En este sentido, sí se ha referido a las dos vertientes que, a su juicio, tiene el asunto: el derecho de "decenas de miles" de personas que nacen "como ciudadanos de segunda clase" a conocer la identidad de su progenitor y la retirada, en consecuencia, de la cláusula de confidencialidad de la identidad del donante, lo que provocaría que ningún hombre quisiera donar.

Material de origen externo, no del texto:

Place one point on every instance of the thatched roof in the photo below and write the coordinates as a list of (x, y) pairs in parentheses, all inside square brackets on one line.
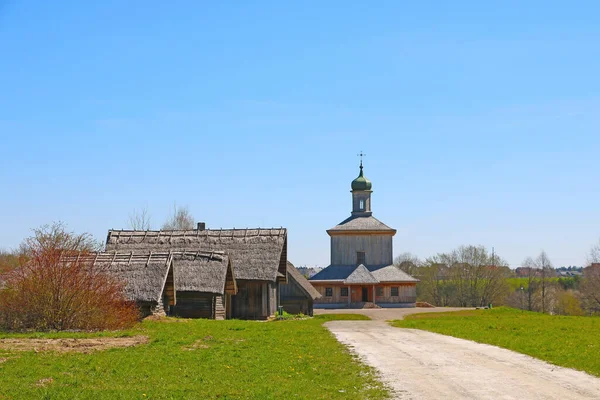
[(257, 254), (296, 277), (200, 272), (145, 273)]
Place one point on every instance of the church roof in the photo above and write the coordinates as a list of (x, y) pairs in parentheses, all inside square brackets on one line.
[(362, 223), (361, 275), (305, 285), (391, 273), (351, 274)]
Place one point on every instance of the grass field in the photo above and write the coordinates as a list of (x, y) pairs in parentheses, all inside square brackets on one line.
[(572, 342), (197, 359)]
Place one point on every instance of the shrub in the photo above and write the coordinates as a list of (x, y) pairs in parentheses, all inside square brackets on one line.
[(45, 292)]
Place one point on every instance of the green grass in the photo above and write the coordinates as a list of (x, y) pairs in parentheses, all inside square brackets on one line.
[(198, 359), (572, 342)]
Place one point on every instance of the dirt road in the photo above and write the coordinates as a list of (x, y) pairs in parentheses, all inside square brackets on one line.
[(424, 365)]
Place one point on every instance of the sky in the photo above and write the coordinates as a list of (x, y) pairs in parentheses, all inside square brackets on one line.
[(480, 120)]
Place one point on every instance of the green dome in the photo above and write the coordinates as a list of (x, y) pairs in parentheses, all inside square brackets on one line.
[(361, 183)]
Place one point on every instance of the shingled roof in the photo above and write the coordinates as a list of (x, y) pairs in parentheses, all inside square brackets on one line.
[(361, 223), (361, 274), (304, 284), (257, 254)]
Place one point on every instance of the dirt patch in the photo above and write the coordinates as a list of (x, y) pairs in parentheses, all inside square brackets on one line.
[(205, 342), (160, 318), (70, 345), (44, 382)]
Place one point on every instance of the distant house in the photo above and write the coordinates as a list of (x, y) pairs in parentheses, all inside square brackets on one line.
[(362, 271), (187, 284), (258, 259), (297, 295)]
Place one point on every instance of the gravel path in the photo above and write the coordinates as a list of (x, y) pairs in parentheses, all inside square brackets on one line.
[(425, 365)]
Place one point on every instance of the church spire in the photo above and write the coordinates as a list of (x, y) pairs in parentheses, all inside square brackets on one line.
[(361, 193)]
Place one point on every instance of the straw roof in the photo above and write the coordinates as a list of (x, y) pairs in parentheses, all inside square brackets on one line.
[(257, 254), (295, 276), (200, 272), (145, 273)]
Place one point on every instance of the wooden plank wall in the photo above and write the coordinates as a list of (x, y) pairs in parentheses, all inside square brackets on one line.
[(220, 307), (194, 305), (250, 301)]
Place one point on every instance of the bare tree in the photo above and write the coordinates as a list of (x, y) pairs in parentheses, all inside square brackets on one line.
[(181, 219), (408, 263), (530, 267), (45, 292), (590, 289), (140, 220), (594, 256), (545, 267)]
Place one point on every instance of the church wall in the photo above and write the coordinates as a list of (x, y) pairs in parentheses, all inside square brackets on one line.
[(407, 293), (377, 248)]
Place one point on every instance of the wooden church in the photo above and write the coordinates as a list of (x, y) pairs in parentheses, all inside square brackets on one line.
[(362, 273)]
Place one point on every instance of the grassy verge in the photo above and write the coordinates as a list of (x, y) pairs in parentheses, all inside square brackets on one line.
[(572, 342), (198, 359)]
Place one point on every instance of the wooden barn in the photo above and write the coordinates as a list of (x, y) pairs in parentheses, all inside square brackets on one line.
[(297, 295), (259, 258), (186, 284)]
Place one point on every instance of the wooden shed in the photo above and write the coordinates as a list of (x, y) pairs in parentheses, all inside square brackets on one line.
[(188, 284), (259, 257), (297, 295)]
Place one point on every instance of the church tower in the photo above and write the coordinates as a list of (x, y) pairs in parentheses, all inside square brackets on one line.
[(361, 270), (361, 195)]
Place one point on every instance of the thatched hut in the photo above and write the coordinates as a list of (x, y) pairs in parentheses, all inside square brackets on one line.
[(259, 257), (297, 294), (189, 284)]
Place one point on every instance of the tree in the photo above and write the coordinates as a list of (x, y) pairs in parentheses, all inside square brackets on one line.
[(539, 287), (408, 263), (478, 277), (594, 256), (590, 288), (47, 292), (140, 220), (180, 220), (8, 261)]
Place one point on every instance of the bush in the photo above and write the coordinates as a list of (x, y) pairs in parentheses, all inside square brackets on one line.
[(46, 292)]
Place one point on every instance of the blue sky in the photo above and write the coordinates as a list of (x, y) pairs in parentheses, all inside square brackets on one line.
[(480, 120)]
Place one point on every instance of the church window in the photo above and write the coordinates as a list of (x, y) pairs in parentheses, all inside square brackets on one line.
[(360, 257)]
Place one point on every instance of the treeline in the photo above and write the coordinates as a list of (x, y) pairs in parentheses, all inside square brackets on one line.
[(471, 276)]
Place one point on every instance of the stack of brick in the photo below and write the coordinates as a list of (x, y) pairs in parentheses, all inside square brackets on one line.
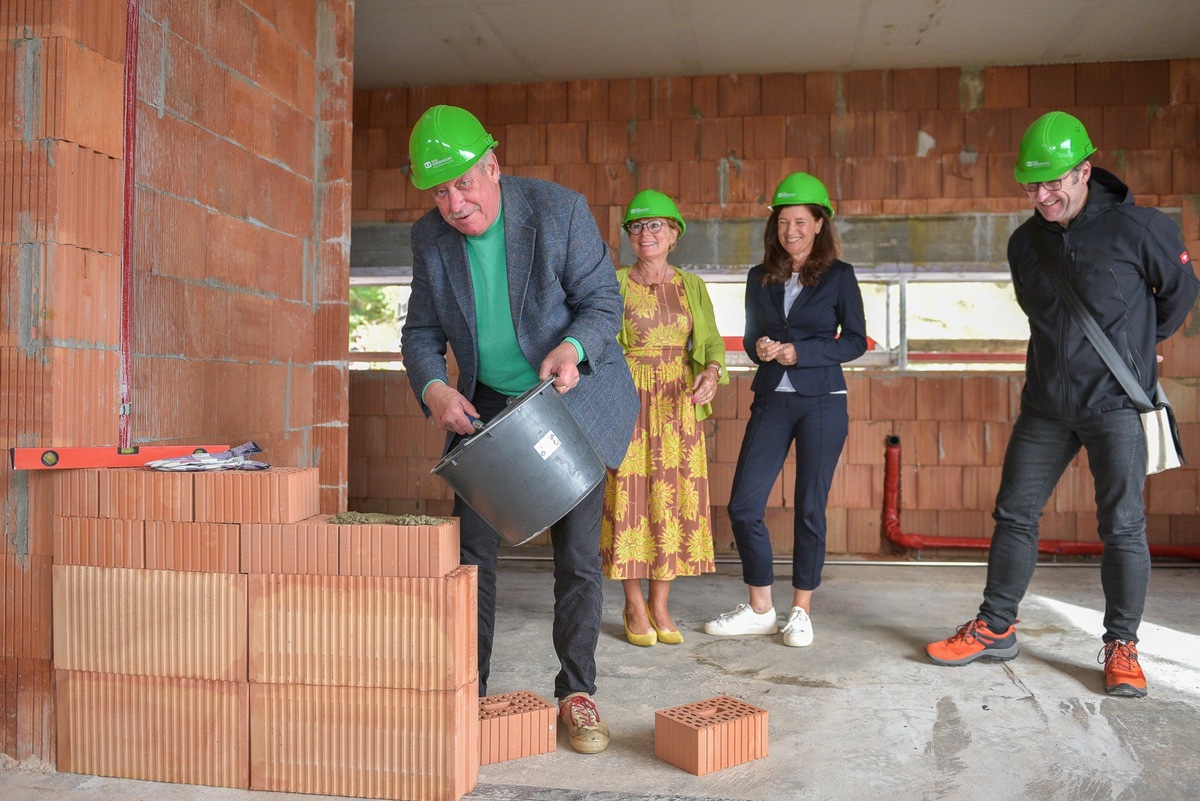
[(211, 628)]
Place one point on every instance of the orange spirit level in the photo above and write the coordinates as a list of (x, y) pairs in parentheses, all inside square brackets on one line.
[(64, 458)]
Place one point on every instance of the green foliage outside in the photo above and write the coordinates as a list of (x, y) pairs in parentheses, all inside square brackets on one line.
[(376, 317)]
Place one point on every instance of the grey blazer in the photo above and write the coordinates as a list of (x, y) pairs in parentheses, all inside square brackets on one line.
[(562, 283)]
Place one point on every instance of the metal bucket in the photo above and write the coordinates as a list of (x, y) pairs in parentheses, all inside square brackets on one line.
[(528, 467)]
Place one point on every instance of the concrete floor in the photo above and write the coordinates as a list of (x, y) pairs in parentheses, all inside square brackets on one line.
[(858, 715)]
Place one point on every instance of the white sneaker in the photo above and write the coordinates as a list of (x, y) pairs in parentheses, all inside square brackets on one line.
[(798, 630), (743, 620)]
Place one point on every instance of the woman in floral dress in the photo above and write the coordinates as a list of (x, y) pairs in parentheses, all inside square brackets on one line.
[(657, 523)]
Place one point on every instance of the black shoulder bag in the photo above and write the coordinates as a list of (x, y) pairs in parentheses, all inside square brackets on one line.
[(1163, 447)]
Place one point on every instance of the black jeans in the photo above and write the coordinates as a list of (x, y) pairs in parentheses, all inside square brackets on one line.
[(579, 592), (1038, 452)]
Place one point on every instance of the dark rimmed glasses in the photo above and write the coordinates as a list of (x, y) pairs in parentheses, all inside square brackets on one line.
[(653, 226), (1051, 186)]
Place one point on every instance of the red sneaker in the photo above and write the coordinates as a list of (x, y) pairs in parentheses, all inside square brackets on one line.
[(1122, 672), (973, 640)]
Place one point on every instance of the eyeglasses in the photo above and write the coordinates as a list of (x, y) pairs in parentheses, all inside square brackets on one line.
[(653, 226), (1051, 186)]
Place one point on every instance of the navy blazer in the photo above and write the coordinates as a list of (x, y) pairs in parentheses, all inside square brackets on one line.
[(562, 283), (826, 325)]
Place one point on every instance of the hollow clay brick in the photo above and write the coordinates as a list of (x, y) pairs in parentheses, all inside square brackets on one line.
[(274, 495), (197, 547), (150, 622), (153, 728), (139, 493), (28, 729), (413, 550), (709, 735), (515, 724), (360, 631), (306, 547), (365, 741), (99, 541)]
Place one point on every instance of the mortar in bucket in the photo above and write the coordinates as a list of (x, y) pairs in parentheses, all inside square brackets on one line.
[(528, 467)]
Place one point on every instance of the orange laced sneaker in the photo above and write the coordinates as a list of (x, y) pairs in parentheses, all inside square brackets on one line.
[(1122, 672), (585, 729), (973, 640)]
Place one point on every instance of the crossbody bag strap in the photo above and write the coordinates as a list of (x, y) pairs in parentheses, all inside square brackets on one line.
[(1091, 329)]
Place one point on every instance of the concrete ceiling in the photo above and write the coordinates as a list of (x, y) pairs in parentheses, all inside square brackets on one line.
[(441, 42)]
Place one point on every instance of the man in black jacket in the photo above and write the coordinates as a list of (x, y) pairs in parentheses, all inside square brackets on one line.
[(1133, 272)]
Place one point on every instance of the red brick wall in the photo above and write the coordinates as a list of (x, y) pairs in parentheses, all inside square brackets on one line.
[(240, 259), (891, 142), (719, 144), (953, 429)]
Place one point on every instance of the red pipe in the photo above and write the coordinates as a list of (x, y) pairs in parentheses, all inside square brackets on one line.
[(917, 541), (131, 127)]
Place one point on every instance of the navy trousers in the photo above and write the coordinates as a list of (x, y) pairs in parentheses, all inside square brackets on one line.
[(579, 592), (819, 427)]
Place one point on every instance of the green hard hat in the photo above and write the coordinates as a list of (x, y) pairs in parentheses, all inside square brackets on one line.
[(649, 203), (445, 143), (1050, 148), (801, 190)]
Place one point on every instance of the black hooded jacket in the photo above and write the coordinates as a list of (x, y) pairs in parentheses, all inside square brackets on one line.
[(1129, 266)]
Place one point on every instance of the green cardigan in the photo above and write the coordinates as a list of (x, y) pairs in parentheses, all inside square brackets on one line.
[(706, 344)]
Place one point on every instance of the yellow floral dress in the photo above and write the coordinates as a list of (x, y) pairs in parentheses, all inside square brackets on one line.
[(657, 521)]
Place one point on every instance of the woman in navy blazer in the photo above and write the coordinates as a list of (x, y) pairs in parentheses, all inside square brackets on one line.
[(804, 320)]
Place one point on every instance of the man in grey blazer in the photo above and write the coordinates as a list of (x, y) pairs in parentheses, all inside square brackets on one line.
[(514, 276)]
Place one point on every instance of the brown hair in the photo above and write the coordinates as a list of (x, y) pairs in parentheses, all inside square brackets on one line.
[(826, 250)]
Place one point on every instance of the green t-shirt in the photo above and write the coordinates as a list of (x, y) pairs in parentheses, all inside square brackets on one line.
[(502, 366)]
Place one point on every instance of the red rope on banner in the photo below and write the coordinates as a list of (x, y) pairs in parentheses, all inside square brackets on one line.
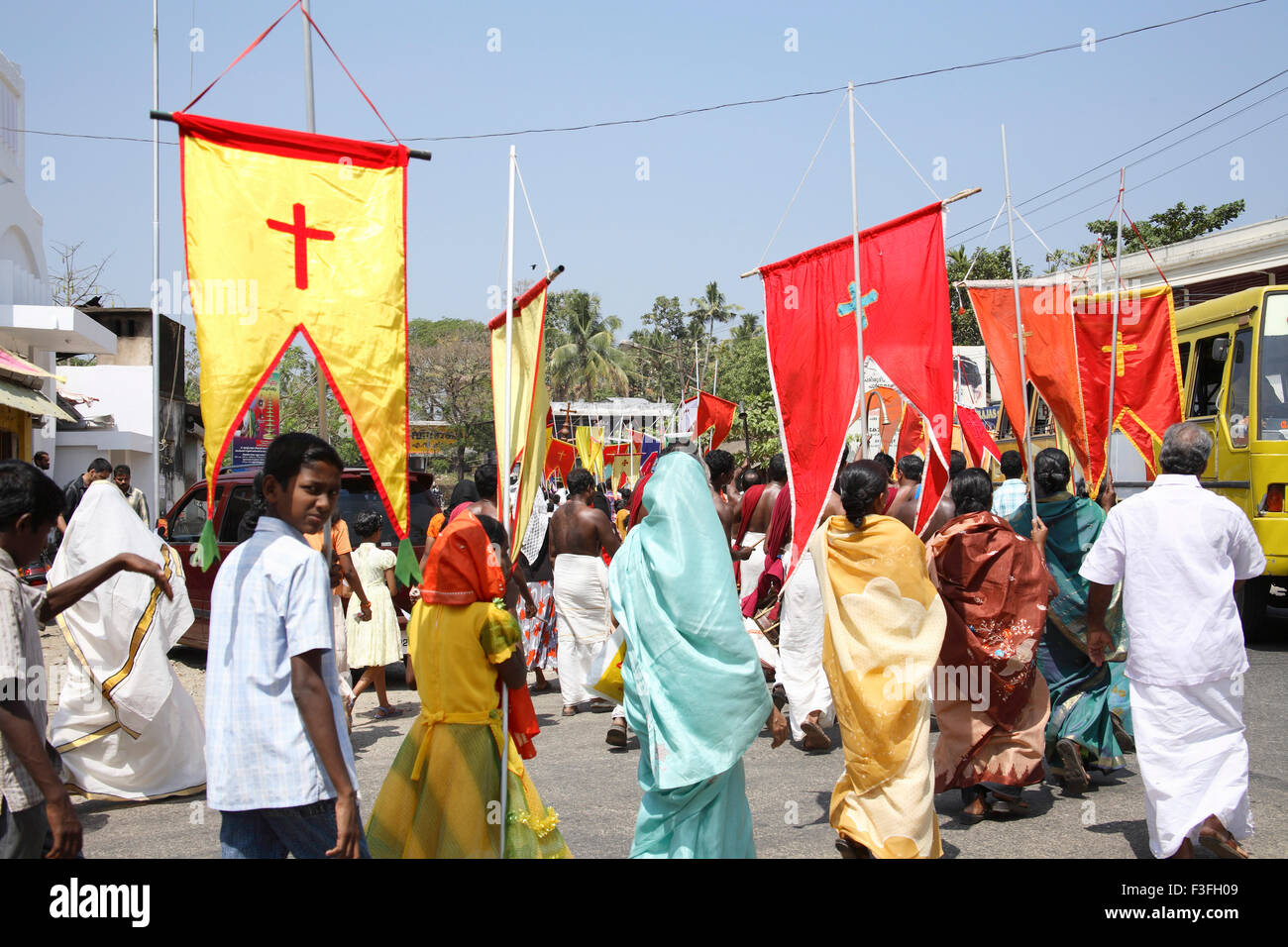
[(1141, 239), (258, 40), (351, 76)]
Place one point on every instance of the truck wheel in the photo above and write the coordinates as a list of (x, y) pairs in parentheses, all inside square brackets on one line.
[(1252, 599)]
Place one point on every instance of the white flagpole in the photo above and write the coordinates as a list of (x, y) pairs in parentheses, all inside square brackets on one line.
[(156, 269), (858, 286), (1113, 338), (310, 125), (502, 478), (1019, 324)]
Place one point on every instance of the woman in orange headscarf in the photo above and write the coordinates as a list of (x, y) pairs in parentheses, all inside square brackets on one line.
[(446, 777)]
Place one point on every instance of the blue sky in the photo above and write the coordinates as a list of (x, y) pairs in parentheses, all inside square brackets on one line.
[(717, 183)]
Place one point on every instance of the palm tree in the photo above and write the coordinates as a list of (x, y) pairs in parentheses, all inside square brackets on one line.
[(590, 359), (748, 328), (711, 307)]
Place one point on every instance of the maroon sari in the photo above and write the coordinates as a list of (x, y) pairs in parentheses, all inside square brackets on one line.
[(991, 701)]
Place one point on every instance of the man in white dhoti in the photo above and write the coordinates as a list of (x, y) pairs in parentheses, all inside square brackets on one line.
[(125, 725), (1180, 553), (800, 657), (579, 536)]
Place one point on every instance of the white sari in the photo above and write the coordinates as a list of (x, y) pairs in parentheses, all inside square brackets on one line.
[(125, 725)]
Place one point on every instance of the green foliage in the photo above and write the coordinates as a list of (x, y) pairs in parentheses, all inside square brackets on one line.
[(585, 361), (745, 379), (982, 264), (1170, 226)]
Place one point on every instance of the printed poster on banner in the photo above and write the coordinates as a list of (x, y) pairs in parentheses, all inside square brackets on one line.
[(259, 425)]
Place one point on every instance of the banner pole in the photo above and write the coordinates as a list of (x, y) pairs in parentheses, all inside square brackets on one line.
[(502, 476), (858, 286), (1019, 325), (310, 125), (160, 508), (1113, 338)]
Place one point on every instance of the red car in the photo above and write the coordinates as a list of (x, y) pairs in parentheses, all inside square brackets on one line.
[(233, 497)]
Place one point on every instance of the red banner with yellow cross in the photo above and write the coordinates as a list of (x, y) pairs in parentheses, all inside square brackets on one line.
[(1146, 372)]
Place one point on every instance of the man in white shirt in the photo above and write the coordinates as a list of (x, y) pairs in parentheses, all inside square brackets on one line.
[(1180, 553)]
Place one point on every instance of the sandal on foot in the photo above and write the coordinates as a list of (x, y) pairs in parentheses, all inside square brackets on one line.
[(1222, 844), (970, 796), (1016, 802), (1076, 779), (1125, 740), (814, 737), (617, 733), (851, 849)]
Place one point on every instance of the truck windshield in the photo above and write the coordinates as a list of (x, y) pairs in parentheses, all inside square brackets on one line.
[(1273, 368), (359, 495)]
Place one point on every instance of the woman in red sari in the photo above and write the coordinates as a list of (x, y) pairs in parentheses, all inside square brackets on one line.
[(991, 702)]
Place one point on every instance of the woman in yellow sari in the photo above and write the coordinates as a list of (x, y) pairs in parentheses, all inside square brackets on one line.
[(445, 783), (884, 625)]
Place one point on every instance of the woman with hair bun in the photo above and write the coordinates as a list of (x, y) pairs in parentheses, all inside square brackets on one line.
[(1090, 725), (991, 701), (884, 625)]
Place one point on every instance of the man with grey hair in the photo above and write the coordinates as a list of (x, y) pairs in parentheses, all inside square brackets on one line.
[(1180, 553)]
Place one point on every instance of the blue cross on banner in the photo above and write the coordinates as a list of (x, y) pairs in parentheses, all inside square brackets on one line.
[(848, 308)]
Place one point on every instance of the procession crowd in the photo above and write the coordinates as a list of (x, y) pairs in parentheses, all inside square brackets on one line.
[(1043, 634)]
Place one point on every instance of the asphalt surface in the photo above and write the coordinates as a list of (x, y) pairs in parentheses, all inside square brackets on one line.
[(595, 792)]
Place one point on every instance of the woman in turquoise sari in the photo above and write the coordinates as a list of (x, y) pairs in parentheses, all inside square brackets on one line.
[(695, 690), (1090, 725)]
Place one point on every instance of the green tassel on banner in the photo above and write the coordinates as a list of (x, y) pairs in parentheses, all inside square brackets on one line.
[(206, 551), (407, 569)]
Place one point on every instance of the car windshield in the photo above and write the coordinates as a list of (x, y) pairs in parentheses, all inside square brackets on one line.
[(1273, 368), (359, 495)]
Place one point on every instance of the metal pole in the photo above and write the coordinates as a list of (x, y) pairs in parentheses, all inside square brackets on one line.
[(1019, 324), (1113, 338), (858, 286), (156, 268), (503, 478), (310, 125), (322, 389)]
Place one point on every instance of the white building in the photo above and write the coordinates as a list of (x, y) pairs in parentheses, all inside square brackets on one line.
[(30, 326), (39, 331)]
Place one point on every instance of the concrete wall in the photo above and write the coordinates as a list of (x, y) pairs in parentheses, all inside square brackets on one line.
[(123, 390)]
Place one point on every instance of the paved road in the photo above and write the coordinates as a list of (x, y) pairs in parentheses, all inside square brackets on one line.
[(592, 788)]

La relación padre-hijo se ve reforzada por la ausencia de una madre en la familia de David --son tres hermanos y su padre-- y de una esposa en la de su amigo abogado, padre de cuatro hijos, en la trama de 'Starbuck', en la que han debutado muchos actores jóvenes que nunca antes habían pisado un plató de largometrajes y de la que su director no descarta un 'remake' que, no obstante, irá tras el 'make' y la gira de la película, que se estrenará en España, Francia, Bélgica o Alemania.
EL DIRECTOR
Tras graduarse como guionista por la Universidad de Quebec en Montreal en 1991, Ken Scott comenzó a escribir guiones para la pantalla grande: primero del cortometraje 'Hors la loi' y luego del largometraje 'La vie après l'amour' (Gabriel Pelletier, 2000), que recibió cinco nominaciones a los Premios Jutra, dos candidaturas a los Premios Genie y conquistó el Premio del Público en el Festival Comédia-Juste pour Rire.
En 2002 escribió los guiones de la 'sitcom' 'Le Plateau', donde también interpretaba uno de los papeles protagonistas. Ese mismo año escribió el guión del largometraje 'La Grande Séduction' (Jean-François Pouliot, 2003), que clausuró la Quincena de los Realizadores del Festival de Cannes y cosechó el Premio del Público en Sundance y siete galardones en la edición de 2004 de los Premios Jutra, entre otras distinciones.
En los últimos años ha escrito los guiones de las películas 'Maurice Richard' (Charles Binamé, 2005) y 'Guide de la petite vengeance' (Jean-François Pouliot, 2006) y tras dirigir los cortos 'Seducing Doctor Leweis' (2003) y 'The Rocket' (2005), debutó como director en 2009 con el largometraje 'Sticky Fingers'.